30th Sunday of Ordinary Time – 27th October
One of the temptations of the Christian life is to believe that we win God’s love by what we do rather than who we are called to become. If we believe that our goodness is judged by the number of good acts that we perform then we will only be judged by our last good act. We will also start to believe that our relationship with God is based on transactions rather than relationship. We become hooked on a spirituality which is as transparent as our fly buy cards or the number of reward points that we have collected. We can start to treat God in the same way by bargaining our way through life by saying something like, ” I have done all these good things, now I would like this to happen in my life”. We also start to make comparisons with others especially when from outward appearance their life does not appear to be as holy and devout as our own. We can start to see God as our own personal friend who deals with us exclusively on our own terms.
Yet the reality that we discover is that we are called to be good in spite of all the struggles that we encounter in life. This includes our own internal struggle to live a life which responds to the grace of God in a way that does not just focus on my own goodness. The heart of the spiritual life is to recognise that it is God who loved us first and who wants to enter into a relationship as we are at the moment. This is especially true when we experience our own failures, sinfulness, addictive behaviour and lack of vision. We come before God not because we are perfect but so that we can be perfected in God’s love for us. This calls us to notice that our holiness does depend solely on our good acts as though it can be achieved through our own effort. Rather it is a discovery that God wants to work with us each day to strengthen a relationship which enables us to undertake good actions which flow out of that enduring relationship.
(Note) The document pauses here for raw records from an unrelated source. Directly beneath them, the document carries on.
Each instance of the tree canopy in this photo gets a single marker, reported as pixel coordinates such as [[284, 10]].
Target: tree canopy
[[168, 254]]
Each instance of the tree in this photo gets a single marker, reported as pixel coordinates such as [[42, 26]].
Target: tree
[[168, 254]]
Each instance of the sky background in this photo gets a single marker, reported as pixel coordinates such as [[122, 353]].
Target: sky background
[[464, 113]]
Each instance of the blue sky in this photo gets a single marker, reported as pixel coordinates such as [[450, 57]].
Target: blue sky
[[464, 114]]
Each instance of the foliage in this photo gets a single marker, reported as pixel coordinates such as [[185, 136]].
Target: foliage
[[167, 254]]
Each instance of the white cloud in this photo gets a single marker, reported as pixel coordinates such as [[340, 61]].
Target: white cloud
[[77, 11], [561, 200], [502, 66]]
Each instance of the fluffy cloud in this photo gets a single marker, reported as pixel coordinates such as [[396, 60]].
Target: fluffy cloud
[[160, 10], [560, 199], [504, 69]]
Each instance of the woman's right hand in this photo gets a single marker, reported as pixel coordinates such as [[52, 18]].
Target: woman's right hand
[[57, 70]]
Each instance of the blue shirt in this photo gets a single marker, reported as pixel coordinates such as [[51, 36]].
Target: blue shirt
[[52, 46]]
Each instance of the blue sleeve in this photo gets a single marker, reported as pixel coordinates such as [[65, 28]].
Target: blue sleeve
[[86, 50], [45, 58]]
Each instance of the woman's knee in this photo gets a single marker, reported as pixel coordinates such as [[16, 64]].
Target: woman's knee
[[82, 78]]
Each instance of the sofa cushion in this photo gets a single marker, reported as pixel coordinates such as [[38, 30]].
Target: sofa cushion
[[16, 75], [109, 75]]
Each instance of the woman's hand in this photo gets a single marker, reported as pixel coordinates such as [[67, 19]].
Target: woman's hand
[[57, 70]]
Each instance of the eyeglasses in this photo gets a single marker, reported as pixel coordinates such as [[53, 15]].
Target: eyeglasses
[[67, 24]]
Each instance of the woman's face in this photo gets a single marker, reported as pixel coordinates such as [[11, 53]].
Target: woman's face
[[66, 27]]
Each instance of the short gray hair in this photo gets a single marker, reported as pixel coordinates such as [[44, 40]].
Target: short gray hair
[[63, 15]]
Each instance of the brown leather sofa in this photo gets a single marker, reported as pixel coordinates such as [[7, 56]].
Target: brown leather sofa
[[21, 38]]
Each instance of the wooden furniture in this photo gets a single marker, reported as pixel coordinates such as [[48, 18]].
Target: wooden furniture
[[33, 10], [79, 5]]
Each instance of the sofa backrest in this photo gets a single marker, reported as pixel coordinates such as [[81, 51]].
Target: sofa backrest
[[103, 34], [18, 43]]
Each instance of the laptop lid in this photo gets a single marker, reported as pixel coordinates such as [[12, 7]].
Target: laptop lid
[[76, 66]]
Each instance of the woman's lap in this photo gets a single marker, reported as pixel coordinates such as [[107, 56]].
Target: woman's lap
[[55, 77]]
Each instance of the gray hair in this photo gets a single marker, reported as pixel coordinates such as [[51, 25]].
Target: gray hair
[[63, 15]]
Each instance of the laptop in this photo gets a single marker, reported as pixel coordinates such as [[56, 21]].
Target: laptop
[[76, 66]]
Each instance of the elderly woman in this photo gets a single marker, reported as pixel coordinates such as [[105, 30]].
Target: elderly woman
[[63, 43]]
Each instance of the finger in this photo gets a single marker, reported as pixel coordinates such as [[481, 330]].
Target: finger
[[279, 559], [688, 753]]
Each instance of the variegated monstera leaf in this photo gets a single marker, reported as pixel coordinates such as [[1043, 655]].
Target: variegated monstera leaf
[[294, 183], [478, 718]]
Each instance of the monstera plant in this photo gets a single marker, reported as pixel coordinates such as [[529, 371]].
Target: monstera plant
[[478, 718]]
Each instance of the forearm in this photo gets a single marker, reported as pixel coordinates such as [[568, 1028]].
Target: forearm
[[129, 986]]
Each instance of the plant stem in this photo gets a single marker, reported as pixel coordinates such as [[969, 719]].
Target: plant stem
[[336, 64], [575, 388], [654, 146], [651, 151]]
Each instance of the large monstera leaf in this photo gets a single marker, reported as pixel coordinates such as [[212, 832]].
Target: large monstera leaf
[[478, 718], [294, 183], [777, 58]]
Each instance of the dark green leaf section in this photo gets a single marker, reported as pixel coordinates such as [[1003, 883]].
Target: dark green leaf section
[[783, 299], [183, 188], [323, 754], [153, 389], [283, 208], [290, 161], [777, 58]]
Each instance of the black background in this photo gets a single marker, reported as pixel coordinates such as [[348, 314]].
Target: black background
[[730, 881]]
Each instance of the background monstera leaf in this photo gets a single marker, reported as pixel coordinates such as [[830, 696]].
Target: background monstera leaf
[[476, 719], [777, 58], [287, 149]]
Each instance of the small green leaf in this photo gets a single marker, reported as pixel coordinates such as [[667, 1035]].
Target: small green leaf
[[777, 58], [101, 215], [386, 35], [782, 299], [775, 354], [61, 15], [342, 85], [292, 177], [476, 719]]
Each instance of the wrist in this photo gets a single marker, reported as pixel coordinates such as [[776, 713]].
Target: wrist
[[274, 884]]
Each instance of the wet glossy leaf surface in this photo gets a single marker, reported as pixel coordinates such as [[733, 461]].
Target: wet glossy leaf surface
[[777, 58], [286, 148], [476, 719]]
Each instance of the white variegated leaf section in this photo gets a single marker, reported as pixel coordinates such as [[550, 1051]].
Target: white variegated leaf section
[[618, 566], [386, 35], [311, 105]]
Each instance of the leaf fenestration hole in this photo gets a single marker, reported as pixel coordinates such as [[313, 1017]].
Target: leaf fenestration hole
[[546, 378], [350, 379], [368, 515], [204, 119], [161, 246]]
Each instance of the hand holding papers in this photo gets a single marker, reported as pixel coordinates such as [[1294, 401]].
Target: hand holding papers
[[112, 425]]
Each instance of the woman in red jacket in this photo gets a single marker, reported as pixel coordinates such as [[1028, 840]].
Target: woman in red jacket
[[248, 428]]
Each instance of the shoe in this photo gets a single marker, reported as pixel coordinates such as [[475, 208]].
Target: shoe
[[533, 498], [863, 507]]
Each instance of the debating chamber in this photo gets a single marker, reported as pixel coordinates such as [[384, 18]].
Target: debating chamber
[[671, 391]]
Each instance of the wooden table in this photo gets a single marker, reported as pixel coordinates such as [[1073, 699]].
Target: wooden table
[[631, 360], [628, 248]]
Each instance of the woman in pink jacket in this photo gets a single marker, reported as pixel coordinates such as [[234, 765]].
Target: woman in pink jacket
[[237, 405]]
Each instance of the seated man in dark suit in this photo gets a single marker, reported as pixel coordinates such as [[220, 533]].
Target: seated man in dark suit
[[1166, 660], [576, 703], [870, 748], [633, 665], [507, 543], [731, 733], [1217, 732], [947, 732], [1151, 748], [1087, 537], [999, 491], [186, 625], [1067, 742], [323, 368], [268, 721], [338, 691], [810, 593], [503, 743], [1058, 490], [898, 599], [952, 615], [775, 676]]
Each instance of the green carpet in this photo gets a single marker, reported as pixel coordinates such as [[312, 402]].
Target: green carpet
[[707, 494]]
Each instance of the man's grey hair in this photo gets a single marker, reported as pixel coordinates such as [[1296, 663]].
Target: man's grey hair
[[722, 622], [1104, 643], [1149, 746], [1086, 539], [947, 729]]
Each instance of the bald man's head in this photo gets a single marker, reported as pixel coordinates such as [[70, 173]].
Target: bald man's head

In this way, we discover the freedom to be ourselves and creativity which glorifies God with our whole life. No longer do we engage in God acts because they will bring rewards in the future which guarantee our salvation, we engage in God acts because they are an expression of God’s love for us and our love for God and for others.
In this way, we discover a humility which does not diminish us but enlivens us to walk with God each day. It allows each day to be a gentle surrender to God’s providence to provide what is needed and how we can be present to others. It is an open-hearted response which says yes to each day to the people I meet and the work that I undertake with love and compassion.